Sublime Politics, Dutiful Politicians

By Robert Zaretsky
February 05, 2019

Two hundred and forty-five years ago, the parliamentary seat for the English port city of Bristol was up for grabs. After a tightly fought contest, the winner gave one of history’s odder victory speeches. In effect, he thanked his constituents by telling them that whenever he knew better than they did -- given his self-assurance, this risked being most of the time -- he would vote against their own interests.

It wouldn’t have been surprising if the speech was met with much shuffling of shoes and scratching of wigs. More than one Bristolian must have felt a pang of remorse over having just sent Edmund Burke to Westminster. 

More than two centuries later, many of us also feel a pang -- not of remorse, but of regret. Burke’s firm voice and clear vision are as exceptional in our own day as they were in his own. For this reason, it pays to revisit his speech. Not only did it have a remarkable impact on a founding father of our country, but its bracing claims also have vital relevance for our current political scene.

The voters of Bristol, a city second only to London in terms of political and economic importance, were pleased that Burke sought to represent them. By 1774, he had already won fame for his writings on political and philosophical matters. Samuel Johnson, himself no mean thinker and conversationalist, said of his friend: “Burke does not talk from a desire for distinction, but because his mind is full.”

The workings of that mind were on full display in Burke’s Bristol speech. He told his constituents that he would value their opinion only when it deserved to be valued. If it was instead twisted by individual interest or ignorance, it was his parliamentary duty to stand athwart it. When voters chose him, Burke declared, he became not just a member of Bristol, but also a member of Parliament. This distinction meant that when one’s constituents “form an hasty opinion, evidently opposite to the real good of the rest of the community, the member for that place ought to be as far, as any other, from any endeavour, to give it effect.”

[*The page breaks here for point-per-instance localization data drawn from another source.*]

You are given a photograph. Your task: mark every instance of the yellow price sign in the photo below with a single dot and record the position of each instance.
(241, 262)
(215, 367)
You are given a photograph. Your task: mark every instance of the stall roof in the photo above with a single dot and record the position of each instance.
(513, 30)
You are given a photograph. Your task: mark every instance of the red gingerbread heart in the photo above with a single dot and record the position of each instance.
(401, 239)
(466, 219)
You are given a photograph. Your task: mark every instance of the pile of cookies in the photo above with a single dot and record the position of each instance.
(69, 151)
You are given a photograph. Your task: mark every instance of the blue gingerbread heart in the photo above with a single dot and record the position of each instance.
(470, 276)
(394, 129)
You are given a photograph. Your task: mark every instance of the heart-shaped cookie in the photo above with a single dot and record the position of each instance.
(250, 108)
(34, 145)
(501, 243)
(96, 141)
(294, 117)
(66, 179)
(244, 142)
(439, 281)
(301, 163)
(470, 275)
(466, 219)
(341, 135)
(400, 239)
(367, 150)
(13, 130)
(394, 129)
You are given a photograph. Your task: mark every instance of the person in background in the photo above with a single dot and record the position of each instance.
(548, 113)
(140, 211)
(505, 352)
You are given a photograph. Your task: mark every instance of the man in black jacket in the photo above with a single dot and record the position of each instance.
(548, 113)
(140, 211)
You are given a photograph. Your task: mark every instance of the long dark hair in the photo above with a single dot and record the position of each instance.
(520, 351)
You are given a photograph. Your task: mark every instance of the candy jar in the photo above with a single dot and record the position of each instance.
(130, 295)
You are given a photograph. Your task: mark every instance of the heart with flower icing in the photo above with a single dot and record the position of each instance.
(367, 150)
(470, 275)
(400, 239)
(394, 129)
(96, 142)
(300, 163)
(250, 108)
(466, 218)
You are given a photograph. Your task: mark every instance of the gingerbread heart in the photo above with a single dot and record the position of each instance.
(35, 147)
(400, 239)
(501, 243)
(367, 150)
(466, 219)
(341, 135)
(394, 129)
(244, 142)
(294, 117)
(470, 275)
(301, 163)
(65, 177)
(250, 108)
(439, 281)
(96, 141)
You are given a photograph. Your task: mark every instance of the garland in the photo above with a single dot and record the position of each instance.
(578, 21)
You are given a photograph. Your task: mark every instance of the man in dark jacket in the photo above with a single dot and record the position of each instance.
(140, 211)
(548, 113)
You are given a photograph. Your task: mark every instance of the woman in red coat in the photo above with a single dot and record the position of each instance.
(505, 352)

By the time of the 1780 elections, Burke’s constituents decided he had been far away not only from their concerns, but also their city: During his six years as Bristol’s MP, Burke visited the city just twice. It hardly helped when, opposing a law meant to help Bristol’s struggling merchants, Burke announced he had no choice but to speak “the language of truth and sincerity.” Having lost the support of his constituents, Burke stepped down from his parliamentary seat.

When Bristol and Burke parted ways, the democratic process came full circle: Just as Burke was not “bound blindly and implicitly” to obey his constituents, his constituents were not bound to blindly return him to office. For Burke, political representatives were duty-bound to represent their consciences as well as their constituents. When the two clashed, the representative had no choice but to vote his conscience, while his constituents were free to vote him out of office. 

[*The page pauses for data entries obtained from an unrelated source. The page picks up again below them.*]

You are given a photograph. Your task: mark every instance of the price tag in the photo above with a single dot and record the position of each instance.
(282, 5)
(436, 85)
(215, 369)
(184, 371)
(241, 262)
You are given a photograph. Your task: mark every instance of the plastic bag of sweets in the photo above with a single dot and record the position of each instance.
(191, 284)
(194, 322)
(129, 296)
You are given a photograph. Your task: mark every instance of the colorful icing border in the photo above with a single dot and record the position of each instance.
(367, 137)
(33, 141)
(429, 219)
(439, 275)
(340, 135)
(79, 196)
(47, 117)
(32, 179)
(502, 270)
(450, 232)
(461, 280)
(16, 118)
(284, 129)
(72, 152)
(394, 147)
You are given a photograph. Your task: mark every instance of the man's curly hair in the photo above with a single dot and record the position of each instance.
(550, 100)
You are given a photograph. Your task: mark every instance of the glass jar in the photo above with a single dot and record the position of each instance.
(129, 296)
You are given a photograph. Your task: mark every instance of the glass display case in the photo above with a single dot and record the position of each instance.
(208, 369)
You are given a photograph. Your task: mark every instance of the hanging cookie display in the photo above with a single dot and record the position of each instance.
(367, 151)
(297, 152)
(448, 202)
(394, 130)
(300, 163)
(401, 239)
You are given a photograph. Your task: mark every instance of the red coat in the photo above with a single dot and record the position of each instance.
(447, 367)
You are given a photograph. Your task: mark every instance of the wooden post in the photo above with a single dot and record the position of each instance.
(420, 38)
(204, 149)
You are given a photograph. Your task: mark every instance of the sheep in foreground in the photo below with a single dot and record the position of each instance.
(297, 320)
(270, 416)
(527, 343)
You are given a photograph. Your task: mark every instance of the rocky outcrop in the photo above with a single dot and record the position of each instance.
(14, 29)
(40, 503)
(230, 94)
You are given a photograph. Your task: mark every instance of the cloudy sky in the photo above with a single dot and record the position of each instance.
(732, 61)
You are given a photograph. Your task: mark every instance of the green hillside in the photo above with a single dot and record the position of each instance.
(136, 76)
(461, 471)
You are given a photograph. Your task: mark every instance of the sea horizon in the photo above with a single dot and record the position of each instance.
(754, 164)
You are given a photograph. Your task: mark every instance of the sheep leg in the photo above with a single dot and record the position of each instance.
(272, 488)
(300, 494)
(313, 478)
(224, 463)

This conception of representation is not the philosophical equivalent of marmite, something only Brits can consume. One of the American founding fathers riffed on Burke’s idea. In his Federalist Paper 69, James Madison urged that when the people are “stimulated by irregular passion” or “misled by the artful misrepresentations of interested men,” their elected officials must vote their own minds “until reason, justice and truth can regain their authority over the public mind.”

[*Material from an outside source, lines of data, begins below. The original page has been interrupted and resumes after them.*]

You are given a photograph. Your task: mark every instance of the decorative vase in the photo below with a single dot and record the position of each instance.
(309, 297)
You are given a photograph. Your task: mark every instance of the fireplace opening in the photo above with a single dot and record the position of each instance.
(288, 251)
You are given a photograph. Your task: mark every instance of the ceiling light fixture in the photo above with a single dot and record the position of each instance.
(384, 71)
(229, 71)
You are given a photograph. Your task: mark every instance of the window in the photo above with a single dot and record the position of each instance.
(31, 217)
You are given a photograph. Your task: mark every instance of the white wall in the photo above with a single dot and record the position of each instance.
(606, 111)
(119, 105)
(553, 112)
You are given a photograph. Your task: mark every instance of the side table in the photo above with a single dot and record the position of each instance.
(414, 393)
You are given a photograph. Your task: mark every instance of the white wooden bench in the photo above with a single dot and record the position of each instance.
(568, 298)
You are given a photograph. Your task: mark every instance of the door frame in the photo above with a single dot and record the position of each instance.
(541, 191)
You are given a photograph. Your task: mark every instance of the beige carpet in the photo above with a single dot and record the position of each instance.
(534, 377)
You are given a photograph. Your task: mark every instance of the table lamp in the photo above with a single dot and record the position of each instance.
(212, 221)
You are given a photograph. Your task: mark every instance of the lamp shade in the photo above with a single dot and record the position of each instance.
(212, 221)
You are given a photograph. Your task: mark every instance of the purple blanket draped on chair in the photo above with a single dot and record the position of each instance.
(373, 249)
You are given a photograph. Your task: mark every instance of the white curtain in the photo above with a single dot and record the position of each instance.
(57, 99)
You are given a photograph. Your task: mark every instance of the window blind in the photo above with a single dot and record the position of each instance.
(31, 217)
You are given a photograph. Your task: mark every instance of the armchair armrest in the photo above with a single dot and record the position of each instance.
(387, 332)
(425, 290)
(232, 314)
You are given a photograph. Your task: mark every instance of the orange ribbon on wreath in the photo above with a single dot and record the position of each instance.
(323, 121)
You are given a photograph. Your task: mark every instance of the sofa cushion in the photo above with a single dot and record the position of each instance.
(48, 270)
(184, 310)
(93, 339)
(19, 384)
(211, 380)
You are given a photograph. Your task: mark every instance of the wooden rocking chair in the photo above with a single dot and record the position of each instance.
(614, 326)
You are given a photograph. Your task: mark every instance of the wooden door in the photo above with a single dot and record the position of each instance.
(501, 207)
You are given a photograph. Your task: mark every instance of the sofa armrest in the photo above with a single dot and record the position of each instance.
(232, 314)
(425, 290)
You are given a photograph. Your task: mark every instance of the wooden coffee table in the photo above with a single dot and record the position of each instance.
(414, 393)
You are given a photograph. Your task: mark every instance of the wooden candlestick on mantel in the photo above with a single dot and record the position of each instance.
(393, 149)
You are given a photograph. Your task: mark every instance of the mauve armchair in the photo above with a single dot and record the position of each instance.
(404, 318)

Or, for that matter, a president’s mind. When it comes to a political situation like our own, Burke again found the right words -- or, in this case, word. In a youthful philosophical essay, Burke took on the idea of the sublime, heaving it from the realm of art into that of politics. The sublime, he argued, is that which fills us with astonishment, or even with horror and fear. 

For 18th Century Europeans, this was the case with the sight of mountain ranges and the expanse of oceans. With such vistas, “the mind is so entirely filled with its object, that it cannot entertain any other.” But disruptive man-made events like revolutions and counter-revolutions can achieve the same effect. For 21stCentury Americans, a single man has achieved this. For the past two years, Donald Trump has filled our minds completely, while his words and acts have inspired, for a growing majority of Americans, awe and dread.

The great danger is that we will become accustomed to this behavior. For this reason, if Burke’s notion of the sublime diagnoses our present condition, the cure is to be found in his theory of representative democracy. In their recent votes on our military presence in Syria and Afghanistan, as well as on Russian sacntions, Senate Republicans have taken a step toward Burke. Yet many more steps remain to be taken in order to avoid Burke’s warning that custom reconciles us to everything.

The views expressed are the author's own.